Consonant-Order Reversals in the McGurk Combination Illusion

Juan Camilo Gil Carvajal, Torsten Dau, Tobias Andersen

Humans can integrate auditory and visual information when perceiving speech. This is
evident in the McGurk effect, in which a presentation of e.g. auditory /aba/ and visual /aga/
leads to the audiovisually fused percept /ada/. With the pairing of auditory /aga/ and visual
/aba/, however, the illusion takes the form of a combination percept of either /abga/ or /agba/.

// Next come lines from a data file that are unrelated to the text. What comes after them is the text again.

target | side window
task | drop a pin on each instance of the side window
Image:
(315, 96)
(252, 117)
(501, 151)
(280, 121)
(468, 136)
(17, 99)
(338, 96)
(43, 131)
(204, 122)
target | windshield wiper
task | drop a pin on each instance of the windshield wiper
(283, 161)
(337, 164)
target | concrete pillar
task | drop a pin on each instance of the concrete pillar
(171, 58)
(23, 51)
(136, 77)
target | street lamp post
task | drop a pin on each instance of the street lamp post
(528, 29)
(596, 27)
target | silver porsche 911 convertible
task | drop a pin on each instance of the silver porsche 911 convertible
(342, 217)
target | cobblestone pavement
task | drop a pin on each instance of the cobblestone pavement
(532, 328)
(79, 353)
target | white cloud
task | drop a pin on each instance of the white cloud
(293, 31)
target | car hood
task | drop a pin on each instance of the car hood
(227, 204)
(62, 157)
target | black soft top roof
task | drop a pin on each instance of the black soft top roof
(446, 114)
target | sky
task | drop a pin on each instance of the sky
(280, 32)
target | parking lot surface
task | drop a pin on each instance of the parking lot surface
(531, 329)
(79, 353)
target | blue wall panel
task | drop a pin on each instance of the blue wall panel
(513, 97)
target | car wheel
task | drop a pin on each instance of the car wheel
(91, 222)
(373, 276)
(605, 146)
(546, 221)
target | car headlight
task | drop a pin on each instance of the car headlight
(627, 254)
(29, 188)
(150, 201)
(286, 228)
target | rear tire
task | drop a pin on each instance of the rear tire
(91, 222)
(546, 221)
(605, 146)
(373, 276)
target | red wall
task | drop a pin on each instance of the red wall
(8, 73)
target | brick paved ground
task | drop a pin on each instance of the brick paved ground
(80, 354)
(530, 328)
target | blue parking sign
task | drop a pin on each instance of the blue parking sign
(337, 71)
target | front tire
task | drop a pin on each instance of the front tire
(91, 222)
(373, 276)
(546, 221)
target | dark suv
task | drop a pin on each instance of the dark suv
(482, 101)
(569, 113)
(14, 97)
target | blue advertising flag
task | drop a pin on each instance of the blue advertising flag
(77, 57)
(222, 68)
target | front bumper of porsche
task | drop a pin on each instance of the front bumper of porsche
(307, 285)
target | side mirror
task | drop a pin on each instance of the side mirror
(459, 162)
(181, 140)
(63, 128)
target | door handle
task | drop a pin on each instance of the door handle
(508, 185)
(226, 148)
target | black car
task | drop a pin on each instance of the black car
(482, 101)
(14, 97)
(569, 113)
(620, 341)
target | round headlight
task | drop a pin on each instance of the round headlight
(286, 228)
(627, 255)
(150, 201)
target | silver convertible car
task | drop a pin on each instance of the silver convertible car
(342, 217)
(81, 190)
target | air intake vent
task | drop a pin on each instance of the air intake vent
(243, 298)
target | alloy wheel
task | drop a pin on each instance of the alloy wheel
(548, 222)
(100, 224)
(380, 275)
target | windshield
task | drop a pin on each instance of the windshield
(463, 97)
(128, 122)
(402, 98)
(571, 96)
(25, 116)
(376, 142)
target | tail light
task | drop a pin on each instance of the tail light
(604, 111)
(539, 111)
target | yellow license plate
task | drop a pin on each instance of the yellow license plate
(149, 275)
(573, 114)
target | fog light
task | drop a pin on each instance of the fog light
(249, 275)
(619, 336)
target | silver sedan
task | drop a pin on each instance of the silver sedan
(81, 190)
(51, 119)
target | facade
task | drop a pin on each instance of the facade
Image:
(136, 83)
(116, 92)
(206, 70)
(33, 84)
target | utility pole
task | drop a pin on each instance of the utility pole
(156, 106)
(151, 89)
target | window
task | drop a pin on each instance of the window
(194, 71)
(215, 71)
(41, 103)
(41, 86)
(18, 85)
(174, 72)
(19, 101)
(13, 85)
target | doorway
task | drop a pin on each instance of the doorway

Here, we investigated how audiovisual timing influences the perceived order of the
consonants in the McGurk combination. Stimuli were recorded with the consonants /g/ and
/b/ using vowel-consonant-vowel (VCV) utterances with two syllabic contexts. First, the
“internal timing” was studied by articulating the consonant to either emphasize the closing
phase (VC-V) or the opening phase (V-CV). This produced cross-modally asynchronous
consonants while maintaining synchrony of the vowels. Auditory /ag_a/ dubbed onto visual
/a_ba/ was mostly heard as /agba/ whereas auditory /a_ga/ dubbed onto visual /ab_a/ was
mostly heard as /abga/. Hence, syllabic context largely determined the perceived consonant
order. Second, the effect of audiovisual stimulus onset asynchrony (SOA) was examined at
five different SOAs, ranging from 200 ms auditory lead to 200 ms visual lead. The results
showed no effect on the perceived consonant order but audiovisual SOAs influenced the
strength of the illusion. Furthermore, we found that the window of integration is highly
asymmetric for combination illusions and that the direction of the asymmetry depends on
the perceived consonant order. We interpret the results as indicative of feature based
audiovisual integration where formant transitions and aspirations are integrated separately.